Security Issues in Deep Learning
Security for Everyone
Developments in deep learning and artificial intelligence making our lives easier day by day. They are suggesting what we want to buy, driving our cars, optimizing traffic, taking care of our medical diagnosis, and many other things. In the future, the expectation is using deep learning in courts. It is known that the Chinese government uses a mass surveillance system that gives scores to each individual. Most probably they are also using some deep learning/AI algorithms. In this article, we will mention some security and privacy concerns about using deep learning.
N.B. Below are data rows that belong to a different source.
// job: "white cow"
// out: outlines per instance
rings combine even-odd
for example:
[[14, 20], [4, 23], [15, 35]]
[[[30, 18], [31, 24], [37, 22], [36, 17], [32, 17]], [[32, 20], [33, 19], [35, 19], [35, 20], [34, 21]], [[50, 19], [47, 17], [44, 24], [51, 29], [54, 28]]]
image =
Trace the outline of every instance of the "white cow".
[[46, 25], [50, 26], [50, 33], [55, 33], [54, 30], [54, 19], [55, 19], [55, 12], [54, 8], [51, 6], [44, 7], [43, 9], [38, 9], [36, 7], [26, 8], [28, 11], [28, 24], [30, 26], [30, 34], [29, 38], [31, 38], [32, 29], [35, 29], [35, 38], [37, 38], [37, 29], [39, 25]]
There are two types of attacks against deep learning models we know so far. The first one is a poisoning attack that infers the training step of the model. The second one is the evasion attack that occurs in inference time causes misclassification of the given input.
Known poisoning attacks against deep learning models are below:
- Back-gradient optimization
- Generative method
- Poisoning GAN
- Back-gradient optimization
- Poisoning attack using influence function
- Clean-label feature collision attack
- Convex polytope attack
- Backdoor attack
- Trojaning attack
- Invisible backdoor attack
- Clean-label backdoor attack
Some of the known evasion attacks against deep learning models are below:
- Human AE
- Policy induction attack
- Physical world AE
- Membership training
- Malware classification
- Adversarial attacks on policies
- Generating natural adversarial attack
- Constructing unrestricted attack
- Semantic adversarial attack
- Momentum iFGSM
- AS attack
- Attacks on RL
Both types of attacks aim the model to be not functioned or malfunctioned. Adding noise to inputs or adding small numbers of poisoned data to the training set are some samples of attacks. Luckily defense methods exist against such attacks. We suggest deep learning practitioners that be aware of such vulnerabilities and how to secure their models.
Other than securing the model against altering attacks, you should also concern the privacy issues. There are potential risks that train models leak private information even without revealing the dataset. Recent studies show that a model inversion is possible, by recovering training images. Moreover, since most deep learning applications running on cloud servers; users may lose control of their own data. Voice recognition and face recognition tools are such examples.
Lastly, we would like to name some defense techniques. Homomorphic Encryption is applied to input data to the model. There are several different methods for using it. Some of them are costly since it requires changes in model implementation. Differential Privacy is another example of defending the model. It provides to protect training data from inversion attacks.
Deep learning is starting to involve a huge part of our lives next to IoT devices. Most products on the market that we are using with or without noticing do not consider security well due to a lack of standardization. Therefore we shall not ignore the security issues brought by developments of new technologies.